The increase was mostly caused by M&A transactions and high levels of retained earnings of MNEs that were the result of record MNE profits. According to UNCTAD, the profitability of the largest 5,000 MNEs doubled to more than 8% of sales. Profits were high especially in developed countries because of the release of pent-up demand, low financing costs and significant government support.
Despite high profits, the appetite of MNEs for investing in new productive assets overseas remained weak. While infrastructure-oriented international project finance was up 68% and cross-border M&As were up 43% in 2021, greenfield investment numbers increased by only 11%, still 20% below pre-pandemic levels. The value of greenfield announcements overall rose by 15% to $659 billion but remained flat in developing countries at $259 billion – at the lowest level ever recorded. This is a concern, as new investments in industry are crucial for economic growth and development prospects.
FDI flows to developing economies grew more slowly than those to developed regions but still increased by 30%, to $837 billion. The increase was mainly the result of strong growth performance in Asia ($619 billion), a partial recovery in Latin America and the Caribbean ($134 billion), and an upswing in Africa ($83 billion). The share of developing countries in global flows remained just above 50%. As of 2021, top 5 FDI inflows host economies include the US ($367 bln), China ($181 bln), Hong-Kong ($141 bln), Singapore ($99 bln), Canada ($60 bln).
Regional outflows trends
In 2021, MNEs from developed economies more than doubled their investment abroad from $0.5 to $1.3 trillion. Much of the increase was driven by record reinvested earnings and high levels of M&A activity. Aggregate outward investment by European MNEs rebounded from the anomalously low level in 2020 of -$21 billion to $552 billion. Outflows from North America reached a record $493 billion. MNEs from the United States increased their investment abroad by 72%, to $403 billion. Outward FDI from other developed countries rose by 52% to $225 billion, mainly because of increases from Japanese and Korean MNEs. Developing Asia remained a major source of investment even during the pandemic. Outward FDI from the region rose 4 % to $394 billion, contributing to almost a quarter of global outflows in 2021. As of 2021, top 5 FDI outflows home economies include US ($403 bln), Germany ($152 bln), Japan ($147 bln), China ($145 bln), UK ($108 bln). SDGs investment trends International investment in sectors relevant for the Sustainable Development Goals (SDGs) in developing countries increased substantially in 2021, by 70%. The combined value of greenfield announcements and international project finance deals in SDG sectors exceeded the pre-pandemic level by almost 20 %. However, most of the growth went to renewable energy. Investment activity saw only a partial recovery in other SDG-related sectors – as measured by project numbers and compared with pre-pandemic levels – including infrastructure (-11%), food and agriculture (-35%), health (-25%), and Water, sanitation and hygiene -WASH (-9%). In LDCs, the SDG investment trend is less favourable than in other developing economies, and the detrimental impact of the pandemic persists. The share of total SDG investment in developing countries (both greenfield and international project finance values) that went to LDCs decreased from 19% in 2020 to 15% in 2021.
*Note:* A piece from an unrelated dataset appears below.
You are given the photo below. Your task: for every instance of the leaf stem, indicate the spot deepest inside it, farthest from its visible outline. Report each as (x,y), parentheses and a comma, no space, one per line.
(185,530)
Renewable energy and energy-efficiency projects represent the bulk of climate change investments. More than 60% is invested in developed countries, where 85 % of projects are purely privately financed. In contrast, almost half of the projects in developing countries require some form of public sector participation. International project finance is increasingly important for SDG and climate change investment. The strong growth performance of international project finance can be explained by favourable financing conditions, infrastructure stimulus and significant interest on the part of financial market investors to participate in large-scale projects that require multiple financiers. The instrument also enables governments to leverage public investment through private finance participation.